- Interactive map of Şehzadeler Tunnel Şehzadeler Tüneli

Overview
- Location: Merzifon, Amasya Province
- Coordinates: 40°54′09″N 35°38′05″E﻿ / ﻿40.90250°N 35.63472°E Şehzadeler Tunnel Location of Şehzadeler Tunnel in Turkey
- Status: Operational
- Route: D.795 E95

Operation
- Work began: 2005
- Constructed: Fermanoğlu Construction Company
- Opened: 15 February 2009; 17 years ago
- Operator: General Directorate of Highways
- Traffic: automotive

Technical
- Length: 392 and 392 m (1,286 and 1,286 ft)
- No. of lanes: 2 x 2
- Operating speed: 80 km/h (50 mph)

= Şehzadeler Tunnel =

Highway tunnel in Turkey

Şehzadeler Tunnel (Şehzadeler Tüneli), is a highway tunnel constructed on the Samsun-Çorum highway in Amasya Province, northern Turkey.

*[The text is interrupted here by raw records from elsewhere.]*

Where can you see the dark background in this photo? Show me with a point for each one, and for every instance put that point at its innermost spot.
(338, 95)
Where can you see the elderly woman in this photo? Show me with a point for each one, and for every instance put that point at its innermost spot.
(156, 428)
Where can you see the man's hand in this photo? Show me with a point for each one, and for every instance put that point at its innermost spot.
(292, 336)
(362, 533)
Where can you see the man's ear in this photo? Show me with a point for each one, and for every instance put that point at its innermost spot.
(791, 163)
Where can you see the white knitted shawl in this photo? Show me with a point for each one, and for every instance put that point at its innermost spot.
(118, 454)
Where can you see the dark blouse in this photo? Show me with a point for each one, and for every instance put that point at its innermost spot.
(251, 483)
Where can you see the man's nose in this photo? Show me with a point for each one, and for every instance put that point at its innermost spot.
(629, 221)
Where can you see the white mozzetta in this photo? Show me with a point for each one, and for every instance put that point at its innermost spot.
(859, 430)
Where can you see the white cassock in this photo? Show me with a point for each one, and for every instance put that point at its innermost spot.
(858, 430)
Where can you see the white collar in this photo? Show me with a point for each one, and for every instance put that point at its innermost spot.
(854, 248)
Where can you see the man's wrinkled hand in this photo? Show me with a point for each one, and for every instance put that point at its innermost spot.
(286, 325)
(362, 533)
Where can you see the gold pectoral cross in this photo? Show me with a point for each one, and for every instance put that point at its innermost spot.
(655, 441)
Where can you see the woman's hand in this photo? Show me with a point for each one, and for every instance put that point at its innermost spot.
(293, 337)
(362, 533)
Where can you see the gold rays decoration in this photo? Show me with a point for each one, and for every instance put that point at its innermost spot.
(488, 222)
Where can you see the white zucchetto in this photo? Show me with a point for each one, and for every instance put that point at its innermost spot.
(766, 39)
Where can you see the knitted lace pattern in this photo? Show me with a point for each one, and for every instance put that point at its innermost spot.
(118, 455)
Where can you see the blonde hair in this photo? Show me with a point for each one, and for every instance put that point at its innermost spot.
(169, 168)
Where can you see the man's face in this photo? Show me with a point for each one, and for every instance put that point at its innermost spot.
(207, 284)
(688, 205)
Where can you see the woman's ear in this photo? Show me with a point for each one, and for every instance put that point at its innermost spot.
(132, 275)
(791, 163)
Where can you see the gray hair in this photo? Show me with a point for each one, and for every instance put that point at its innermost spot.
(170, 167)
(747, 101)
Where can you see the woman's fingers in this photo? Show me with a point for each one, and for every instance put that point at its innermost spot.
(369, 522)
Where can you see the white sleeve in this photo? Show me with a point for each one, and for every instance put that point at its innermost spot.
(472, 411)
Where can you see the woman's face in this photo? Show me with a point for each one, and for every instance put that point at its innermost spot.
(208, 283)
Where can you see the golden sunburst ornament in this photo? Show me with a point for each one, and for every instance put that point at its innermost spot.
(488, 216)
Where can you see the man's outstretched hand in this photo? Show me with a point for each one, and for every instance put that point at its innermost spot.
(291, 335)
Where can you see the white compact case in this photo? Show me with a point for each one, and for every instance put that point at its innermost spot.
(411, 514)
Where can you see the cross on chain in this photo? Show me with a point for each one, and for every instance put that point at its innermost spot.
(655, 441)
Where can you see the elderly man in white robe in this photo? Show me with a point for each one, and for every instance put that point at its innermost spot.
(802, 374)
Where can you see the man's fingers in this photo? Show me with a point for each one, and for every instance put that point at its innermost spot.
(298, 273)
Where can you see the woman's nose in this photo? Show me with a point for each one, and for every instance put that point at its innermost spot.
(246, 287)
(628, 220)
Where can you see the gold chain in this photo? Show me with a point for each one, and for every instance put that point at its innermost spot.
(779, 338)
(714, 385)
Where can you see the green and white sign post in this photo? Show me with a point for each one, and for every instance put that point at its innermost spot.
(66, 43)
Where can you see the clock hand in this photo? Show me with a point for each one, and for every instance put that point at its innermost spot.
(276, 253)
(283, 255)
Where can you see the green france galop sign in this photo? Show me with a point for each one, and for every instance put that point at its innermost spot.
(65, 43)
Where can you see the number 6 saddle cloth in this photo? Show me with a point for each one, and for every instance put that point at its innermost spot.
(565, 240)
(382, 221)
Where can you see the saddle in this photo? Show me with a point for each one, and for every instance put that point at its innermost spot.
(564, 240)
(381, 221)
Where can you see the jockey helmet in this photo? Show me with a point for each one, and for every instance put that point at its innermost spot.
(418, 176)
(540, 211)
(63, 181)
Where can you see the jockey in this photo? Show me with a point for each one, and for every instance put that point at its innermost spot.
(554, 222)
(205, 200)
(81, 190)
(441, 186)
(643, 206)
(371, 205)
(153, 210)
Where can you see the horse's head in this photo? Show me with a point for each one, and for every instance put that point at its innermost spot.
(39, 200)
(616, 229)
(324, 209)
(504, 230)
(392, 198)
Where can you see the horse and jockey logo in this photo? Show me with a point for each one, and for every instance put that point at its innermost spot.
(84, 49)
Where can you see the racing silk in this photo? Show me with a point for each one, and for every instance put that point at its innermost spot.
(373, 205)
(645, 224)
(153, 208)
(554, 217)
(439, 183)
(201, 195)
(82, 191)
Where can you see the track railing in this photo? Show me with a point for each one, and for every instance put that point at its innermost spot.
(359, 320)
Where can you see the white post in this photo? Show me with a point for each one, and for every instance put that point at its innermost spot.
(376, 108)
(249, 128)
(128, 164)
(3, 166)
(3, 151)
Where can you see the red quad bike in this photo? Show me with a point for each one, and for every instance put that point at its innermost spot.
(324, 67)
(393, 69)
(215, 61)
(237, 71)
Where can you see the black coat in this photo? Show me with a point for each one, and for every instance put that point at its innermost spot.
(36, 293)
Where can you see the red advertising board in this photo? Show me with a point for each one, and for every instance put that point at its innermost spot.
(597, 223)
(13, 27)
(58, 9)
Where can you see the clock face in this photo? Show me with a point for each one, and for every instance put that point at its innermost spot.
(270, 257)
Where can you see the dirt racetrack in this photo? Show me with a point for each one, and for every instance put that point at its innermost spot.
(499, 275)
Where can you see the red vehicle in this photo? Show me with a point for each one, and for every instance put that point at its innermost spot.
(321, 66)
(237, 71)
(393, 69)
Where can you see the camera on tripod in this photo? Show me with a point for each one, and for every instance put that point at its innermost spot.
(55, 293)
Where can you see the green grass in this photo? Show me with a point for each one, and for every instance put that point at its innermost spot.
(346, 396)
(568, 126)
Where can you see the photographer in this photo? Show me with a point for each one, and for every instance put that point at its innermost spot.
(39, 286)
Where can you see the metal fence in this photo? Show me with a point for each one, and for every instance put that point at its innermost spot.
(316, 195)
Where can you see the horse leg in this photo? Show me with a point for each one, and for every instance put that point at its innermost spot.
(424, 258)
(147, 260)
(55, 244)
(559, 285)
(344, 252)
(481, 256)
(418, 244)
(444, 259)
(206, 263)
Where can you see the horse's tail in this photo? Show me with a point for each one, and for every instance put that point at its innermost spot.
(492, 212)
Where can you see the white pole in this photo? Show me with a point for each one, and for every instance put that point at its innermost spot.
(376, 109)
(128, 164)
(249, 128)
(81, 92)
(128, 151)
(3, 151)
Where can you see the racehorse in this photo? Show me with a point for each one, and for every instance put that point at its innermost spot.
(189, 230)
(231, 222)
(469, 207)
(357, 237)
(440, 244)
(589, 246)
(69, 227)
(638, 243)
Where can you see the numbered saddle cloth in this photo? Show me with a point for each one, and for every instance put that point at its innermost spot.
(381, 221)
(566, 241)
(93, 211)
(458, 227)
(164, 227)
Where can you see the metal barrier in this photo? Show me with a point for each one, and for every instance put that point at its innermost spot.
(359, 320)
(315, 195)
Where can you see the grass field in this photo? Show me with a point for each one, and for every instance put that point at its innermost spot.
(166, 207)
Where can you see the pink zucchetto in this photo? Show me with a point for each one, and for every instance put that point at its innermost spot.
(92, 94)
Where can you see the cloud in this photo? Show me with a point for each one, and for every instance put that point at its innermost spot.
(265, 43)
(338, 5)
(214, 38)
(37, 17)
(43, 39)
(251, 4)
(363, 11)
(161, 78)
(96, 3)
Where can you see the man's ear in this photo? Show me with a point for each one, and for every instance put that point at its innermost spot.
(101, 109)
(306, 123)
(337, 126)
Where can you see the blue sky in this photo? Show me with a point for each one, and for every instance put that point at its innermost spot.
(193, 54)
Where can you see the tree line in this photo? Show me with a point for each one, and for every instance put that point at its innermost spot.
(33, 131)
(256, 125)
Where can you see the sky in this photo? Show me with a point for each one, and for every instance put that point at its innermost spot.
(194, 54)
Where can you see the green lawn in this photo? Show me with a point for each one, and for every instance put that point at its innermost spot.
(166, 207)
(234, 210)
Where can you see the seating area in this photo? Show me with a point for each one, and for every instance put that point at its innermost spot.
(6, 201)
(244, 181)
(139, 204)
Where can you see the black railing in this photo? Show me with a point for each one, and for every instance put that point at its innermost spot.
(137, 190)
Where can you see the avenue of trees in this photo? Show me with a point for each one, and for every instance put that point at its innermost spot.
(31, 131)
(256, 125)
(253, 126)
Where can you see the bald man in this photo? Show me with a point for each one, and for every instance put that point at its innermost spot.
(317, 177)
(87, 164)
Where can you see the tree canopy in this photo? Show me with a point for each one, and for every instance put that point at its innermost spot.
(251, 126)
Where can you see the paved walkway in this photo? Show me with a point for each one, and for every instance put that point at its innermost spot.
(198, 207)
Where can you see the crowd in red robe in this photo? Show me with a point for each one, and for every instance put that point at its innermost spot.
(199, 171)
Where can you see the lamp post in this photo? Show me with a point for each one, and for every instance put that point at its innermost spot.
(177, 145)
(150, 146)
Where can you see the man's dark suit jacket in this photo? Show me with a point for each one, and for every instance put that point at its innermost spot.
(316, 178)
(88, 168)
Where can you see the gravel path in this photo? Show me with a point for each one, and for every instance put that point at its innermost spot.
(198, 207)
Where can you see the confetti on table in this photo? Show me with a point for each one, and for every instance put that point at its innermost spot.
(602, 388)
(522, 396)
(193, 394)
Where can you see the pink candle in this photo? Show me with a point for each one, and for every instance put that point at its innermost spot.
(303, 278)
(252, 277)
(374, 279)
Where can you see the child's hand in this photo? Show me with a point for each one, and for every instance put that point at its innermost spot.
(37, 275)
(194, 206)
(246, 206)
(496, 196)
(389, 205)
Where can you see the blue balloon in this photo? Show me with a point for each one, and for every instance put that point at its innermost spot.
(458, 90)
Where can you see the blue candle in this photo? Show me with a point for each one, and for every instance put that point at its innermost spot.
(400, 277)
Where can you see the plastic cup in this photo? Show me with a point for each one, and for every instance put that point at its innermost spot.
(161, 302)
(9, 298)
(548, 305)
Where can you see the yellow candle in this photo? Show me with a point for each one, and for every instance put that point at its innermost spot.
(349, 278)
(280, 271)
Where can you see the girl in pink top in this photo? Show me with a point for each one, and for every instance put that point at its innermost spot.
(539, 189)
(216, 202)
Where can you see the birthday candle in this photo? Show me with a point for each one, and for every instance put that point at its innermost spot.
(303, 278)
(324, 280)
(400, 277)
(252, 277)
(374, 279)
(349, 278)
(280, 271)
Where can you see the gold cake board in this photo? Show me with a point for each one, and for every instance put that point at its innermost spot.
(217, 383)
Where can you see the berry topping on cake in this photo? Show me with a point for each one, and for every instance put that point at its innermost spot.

It is situated near Bayat village of Merzifon, Amasya. The 392 and 392 m-long twin-tube tunnel carrying two lanes of traffic in each direction. The 19 Mayıs Tunnel follows the Şehzadeler Tunnel in direction Samsun.

The tunnel was opened to traffic on 15 February 2009 by Turkish Prime Minister Recep Tayyip Erdoğan.